Now the prayer moves from the physical to the spiritual.

 

“Forgive us our debts, as we also have forgiven our debtors”

The word “debts” is still used in Scotland. The word “trespasses” is not in the Bible, but from the Prayer Book of the Church of England. There are several words in the Bible describing sin – missing the target, stepping across between right and wrong, lawlessness. Luke uses amartia which means missing the mark. Here in Matthew the word is ofeilhma meaning debt. Debt is failure to pay what we owe. Not being faithful to God or man. Failure to meet obligations.

We ask forgiveness because we are in debt. When we came to the Lord we were saved, justified, accounted righteous, forgiven, brought into God’s family, once and for all. But we still sin and fail because we are not perfect. Sin does not break the union, but it breaks the communion. We do not need to be saved again, but we do need to get back on talking terms with God, confessing and receiving forgiveness. Keep the channel of grace clean once it is cut, to prevent it from getting silted up again.

Ask for forgiveness – even as we forgive others. God forgives us when we repent of sin and forsake it. Cannot be forgiven if holding on to spite and malice. So willingness to forgive is proof we have repented. Therefore we are forgiven. Another way of saying If I had cherished sin in my heart, the Lord would not have listened (Psalm 66:18). G. Oglethorpe said to Wesley “I never forgive”. Wesley replied “Then I hope you never sin”.

Forsake sin, or else you will not be forgiven. R.L.Stevenson, in his Southern Sea Islands residence, conducted family worship every morning, and ended with the Lord’s Prayer. One morning in the middle of the Lord’s Prayer, he rose from his knees and left the room. His wife followed him thinking he was ill, because his health was precarious. “Anything wrong?” she asked him. “Only this. I am not fit to pray the Lord’s Prayer today”. Whether we say the Lord’s Prayer or not, we are not fit to ask forgiveness if we have not forsaken and confessed sin.

Forgive us our debts. Need sense of sin and true penitence to pray this prayer. And the closer we are to God, the more we are aware of sin and failure.

 

“Lead us not into temptation but deliver us from evil – or the evil one”

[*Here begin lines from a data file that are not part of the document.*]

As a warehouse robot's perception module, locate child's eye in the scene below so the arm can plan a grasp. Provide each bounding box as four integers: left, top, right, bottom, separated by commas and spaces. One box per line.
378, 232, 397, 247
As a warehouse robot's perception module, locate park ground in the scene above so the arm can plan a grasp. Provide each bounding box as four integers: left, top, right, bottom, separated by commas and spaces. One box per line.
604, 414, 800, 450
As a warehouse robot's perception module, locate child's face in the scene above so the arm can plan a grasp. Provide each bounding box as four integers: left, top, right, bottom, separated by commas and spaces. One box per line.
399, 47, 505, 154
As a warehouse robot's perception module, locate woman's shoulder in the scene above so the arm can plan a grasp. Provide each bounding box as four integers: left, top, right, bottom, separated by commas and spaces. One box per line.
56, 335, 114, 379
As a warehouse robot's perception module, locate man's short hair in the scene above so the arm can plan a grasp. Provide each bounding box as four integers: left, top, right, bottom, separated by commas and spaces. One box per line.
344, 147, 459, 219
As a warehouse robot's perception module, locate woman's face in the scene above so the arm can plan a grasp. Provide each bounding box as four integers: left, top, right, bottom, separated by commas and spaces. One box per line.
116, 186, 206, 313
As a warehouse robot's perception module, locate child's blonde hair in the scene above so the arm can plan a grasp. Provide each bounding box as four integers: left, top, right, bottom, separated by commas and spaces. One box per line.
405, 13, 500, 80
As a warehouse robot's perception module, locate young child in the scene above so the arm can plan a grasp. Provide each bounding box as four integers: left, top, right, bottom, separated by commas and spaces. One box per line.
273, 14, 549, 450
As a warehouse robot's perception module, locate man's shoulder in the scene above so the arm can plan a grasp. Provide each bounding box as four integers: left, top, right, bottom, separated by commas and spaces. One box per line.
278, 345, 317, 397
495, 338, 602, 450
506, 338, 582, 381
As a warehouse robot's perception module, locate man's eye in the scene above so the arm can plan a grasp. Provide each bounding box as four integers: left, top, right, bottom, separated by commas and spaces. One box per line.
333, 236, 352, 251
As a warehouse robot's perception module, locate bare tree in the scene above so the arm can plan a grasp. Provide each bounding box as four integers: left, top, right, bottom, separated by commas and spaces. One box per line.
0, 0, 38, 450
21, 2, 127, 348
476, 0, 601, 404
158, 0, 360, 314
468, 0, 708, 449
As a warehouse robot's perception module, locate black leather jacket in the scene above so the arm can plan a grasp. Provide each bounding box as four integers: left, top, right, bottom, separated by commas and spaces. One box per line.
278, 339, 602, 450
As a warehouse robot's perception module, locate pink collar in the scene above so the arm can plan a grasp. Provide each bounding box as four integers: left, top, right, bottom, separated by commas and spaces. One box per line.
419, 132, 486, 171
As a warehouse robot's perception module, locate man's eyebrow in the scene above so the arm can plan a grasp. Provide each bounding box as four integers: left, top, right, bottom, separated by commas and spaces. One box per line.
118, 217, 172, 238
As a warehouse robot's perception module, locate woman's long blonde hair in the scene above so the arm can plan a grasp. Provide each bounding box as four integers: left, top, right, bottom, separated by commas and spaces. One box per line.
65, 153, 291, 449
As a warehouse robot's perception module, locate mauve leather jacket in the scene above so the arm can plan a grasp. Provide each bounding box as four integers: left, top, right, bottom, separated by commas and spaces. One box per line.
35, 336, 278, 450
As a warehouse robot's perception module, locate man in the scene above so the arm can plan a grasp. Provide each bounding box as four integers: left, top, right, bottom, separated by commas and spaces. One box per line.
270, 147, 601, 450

Another problem verse. How can it be reconciled with: God cannot be tempted by evil, nor does he tempt anyone (James 1:13). But “temptation” also means “test” peirasmos So some will argue that we are to pray that God may not allow us to be tested because he knows our weakness to give in. But better to link “lead us not” with “but deliver us”. Therefore it is a prayer to be rescued from evil, or the evil one, the Devil, that we may overcome temptation and be victorious in battle with evil. Evil is about us, in us and around us. We are too weak to face up to evil but our hope is in God if we call on him. Request to know power of God. God is able to make all grace abound to you, so that in all things at all times, having all that you need, you will abound in every good work (2 Cor. 9:8). When we are kept from evil, our fellowship with God will be unbroken.

 

Conclusion

These three petitions are wonderfully comprehensive. All our need, material, spiritual and moral. Totally dependent on God in every area of life. And confidence he will not fail us. Inexhaustible supply. From the fullness of his grace we have all received one blessing after another (John 1:16).

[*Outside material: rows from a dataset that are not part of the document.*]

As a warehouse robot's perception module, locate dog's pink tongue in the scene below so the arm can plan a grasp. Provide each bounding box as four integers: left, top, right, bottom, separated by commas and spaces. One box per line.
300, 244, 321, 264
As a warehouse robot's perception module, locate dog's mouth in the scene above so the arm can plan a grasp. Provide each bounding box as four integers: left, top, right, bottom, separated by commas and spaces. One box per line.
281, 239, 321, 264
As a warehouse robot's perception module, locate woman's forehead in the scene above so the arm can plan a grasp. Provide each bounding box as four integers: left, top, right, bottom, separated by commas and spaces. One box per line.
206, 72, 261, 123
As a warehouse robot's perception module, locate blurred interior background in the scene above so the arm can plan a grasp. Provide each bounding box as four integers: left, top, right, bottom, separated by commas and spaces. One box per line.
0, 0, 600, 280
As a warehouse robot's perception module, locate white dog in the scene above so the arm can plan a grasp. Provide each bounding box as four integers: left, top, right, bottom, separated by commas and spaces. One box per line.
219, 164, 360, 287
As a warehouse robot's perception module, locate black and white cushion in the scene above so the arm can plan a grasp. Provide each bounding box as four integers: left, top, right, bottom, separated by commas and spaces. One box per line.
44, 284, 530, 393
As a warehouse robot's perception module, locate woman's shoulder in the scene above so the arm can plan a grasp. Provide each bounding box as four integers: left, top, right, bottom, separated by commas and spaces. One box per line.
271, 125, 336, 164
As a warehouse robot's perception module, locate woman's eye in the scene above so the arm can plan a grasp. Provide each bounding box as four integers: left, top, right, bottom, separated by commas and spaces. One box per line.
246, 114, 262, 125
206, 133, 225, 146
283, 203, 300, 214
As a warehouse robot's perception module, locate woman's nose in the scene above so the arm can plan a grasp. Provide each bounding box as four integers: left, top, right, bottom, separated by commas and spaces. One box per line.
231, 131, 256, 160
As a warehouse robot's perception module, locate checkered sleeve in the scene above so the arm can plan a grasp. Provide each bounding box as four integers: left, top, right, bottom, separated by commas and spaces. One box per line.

So we may indeed close with ascription of praise – “For yours is the kingdom, the power and the glory”. Can we pray this prayer in all sincerity? Convicted of need to depend on God totally and completely every day of life? Grateful because every good and perfect gift comes from heaven? Aware of sinfulness and guilt? Do we long for forgiveness and deliverance, aware of our weakness and our danger?

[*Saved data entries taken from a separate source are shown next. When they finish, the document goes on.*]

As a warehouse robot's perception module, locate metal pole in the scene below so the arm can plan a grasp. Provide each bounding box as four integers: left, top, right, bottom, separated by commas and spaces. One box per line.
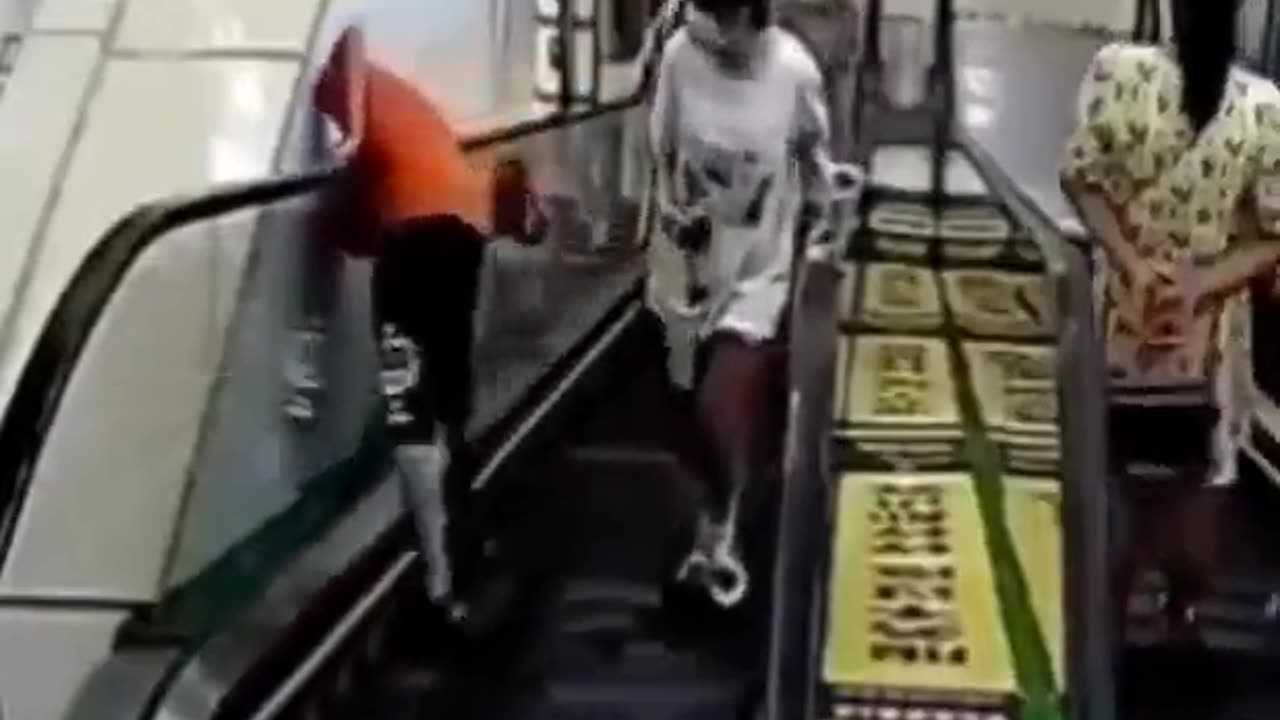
556, 0, 577, 113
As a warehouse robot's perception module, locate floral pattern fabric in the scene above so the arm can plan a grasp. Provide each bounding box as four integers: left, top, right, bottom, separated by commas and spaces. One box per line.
1062, 45, 1280, 481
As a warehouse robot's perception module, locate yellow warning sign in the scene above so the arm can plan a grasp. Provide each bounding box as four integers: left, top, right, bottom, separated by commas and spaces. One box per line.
1004, 475, 1066, 688
823, 473, 1016, 696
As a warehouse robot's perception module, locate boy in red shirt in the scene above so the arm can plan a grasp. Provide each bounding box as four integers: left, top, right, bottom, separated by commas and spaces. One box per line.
293, 29, 530, 619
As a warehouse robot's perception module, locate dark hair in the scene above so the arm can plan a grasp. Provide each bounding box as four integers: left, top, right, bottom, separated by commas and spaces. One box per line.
692, 0, 772, 29
1172, 0, 1240, 133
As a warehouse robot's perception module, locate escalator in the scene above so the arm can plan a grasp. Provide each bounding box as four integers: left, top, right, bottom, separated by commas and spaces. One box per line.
321, 306, 768, 720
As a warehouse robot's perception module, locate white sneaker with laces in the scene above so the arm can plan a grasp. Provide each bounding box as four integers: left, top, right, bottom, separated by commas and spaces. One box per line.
677, 515, 750, 609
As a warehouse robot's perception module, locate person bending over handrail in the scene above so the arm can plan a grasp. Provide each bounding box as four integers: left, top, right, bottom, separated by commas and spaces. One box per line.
285, 28, 541, 620
1061, 0, 1280, 641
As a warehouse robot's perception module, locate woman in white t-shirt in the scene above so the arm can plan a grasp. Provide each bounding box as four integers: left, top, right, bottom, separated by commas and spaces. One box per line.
648, 0, 831, 606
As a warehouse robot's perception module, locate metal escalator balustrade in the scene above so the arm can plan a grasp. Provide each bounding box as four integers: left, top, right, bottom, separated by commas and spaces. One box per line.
0, 88, 650, 717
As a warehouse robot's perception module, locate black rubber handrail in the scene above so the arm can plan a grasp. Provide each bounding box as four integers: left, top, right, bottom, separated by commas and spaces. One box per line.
0, 90, 646, 571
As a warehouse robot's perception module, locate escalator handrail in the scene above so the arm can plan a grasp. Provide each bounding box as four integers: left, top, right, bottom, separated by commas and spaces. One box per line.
0, 89, 648, 571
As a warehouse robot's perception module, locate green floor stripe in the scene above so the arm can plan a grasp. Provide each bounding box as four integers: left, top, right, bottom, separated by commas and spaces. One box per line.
943, 271, 1062, 720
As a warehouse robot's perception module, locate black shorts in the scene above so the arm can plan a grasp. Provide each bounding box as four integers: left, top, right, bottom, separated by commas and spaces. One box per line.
372, 215, 485, 442
1107, 404, 1219, 482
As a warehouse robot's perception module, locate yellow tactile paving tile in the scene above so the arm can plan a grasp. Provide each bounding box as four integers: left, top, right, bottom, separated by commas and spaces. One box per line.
964, 342, 1057, 445
858, 263, 943, 332
942, 269, 1056, 340
837, 263, 861, 324
823, 473, 1016, 697
836, 334, 960, 437
1004, 475, 1064, 688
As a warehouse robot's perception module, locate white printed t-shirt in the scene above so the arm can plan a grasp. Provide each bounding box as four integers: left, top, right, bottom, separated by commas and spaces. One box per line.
648, 27, 828, 341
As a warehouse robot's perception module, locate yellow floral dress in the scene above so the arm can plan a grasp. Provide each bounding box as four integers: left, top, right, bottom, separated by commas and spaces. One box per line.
1062, 45, 1280, 480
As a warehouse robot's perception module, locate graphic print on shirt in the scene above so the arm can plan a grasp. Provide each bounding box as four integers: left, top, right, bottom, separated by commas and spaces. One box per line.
677, 136, 774, 228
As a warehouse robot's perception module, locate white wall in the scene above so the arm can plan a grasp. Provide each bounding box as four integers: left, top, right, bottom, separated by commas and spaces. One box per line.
884, 0, 1135, 32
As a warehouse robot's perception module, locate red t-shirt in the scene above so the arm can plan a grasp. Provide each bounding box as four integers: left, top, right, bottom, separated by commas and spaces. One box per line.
315, 29, 493, 252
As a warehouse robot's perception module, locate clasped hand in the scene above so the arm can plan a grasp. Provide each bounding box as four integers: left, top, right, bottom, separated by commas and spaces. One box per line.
1128, 259, 1203, 347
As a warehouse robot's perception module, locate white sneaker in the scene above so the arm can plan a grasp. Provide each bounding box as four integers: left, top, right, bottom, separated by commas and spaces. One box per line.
677, 515, 750, 609
284, 325, 325, 423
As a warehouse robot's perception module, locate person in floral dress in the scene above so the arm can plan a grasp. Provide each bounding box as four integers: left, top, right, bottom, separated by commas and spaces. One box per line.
1062, 0, 1280, 638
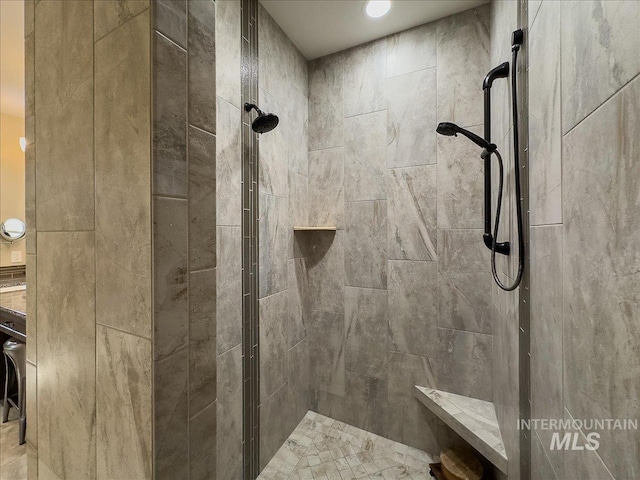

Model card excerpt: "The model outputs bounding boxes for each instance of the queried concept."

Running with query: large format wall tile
[258,291,290,401]
[308,147,344,228]
[309,54,344,151]
[564,0,640,133]
[216,98,242,225]
[387,68,438,168]
[153,33,187,197]
[386,165,437,261]
[438,10,490,127]
[216,0,242,108]
[216,227,242,355]
[344,38,387,117]
[189,269,216,416]
[530,225,563,472]
[96,325,153,479]
[344,287,387,379]
[187,0,216,133]
[387,352,437,453]
[34,232,96,478]
[216,345,242,480]
[529,1,562,225]
[35,1,95,231]
[189,127,216,270]
[153,197,189,360]
[95,12,152,338]
[259,194,291,298]
[387,261,438,358]
[437,126,482,228]
[437,328,493,401]
[344,111,387,201]
[344,201,387,288]
[564,76,640,478]
[387,24,436,78]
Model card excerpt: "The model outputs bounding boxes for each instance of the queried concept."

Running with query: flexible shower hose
[490,39,525,292]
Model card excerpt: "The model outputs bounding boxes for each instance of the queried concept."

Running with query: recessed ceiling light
[365,0,391,18]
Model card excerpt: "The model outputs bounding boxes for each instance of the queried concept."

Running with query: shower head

How urgent it is that when we pray and sing hymns and preach and talk about things of God, that our hearts should keep in step with our lips. Lest the Lord should say of us – These people honour me with their lips but their hearts are far from me (Isaiah 29:13). Happy men who can call God “Father” because of faith in the Lord Jesus Christ. And can say heartfelt “Amen” to all the Lord’s Prayer contains in praise and petition.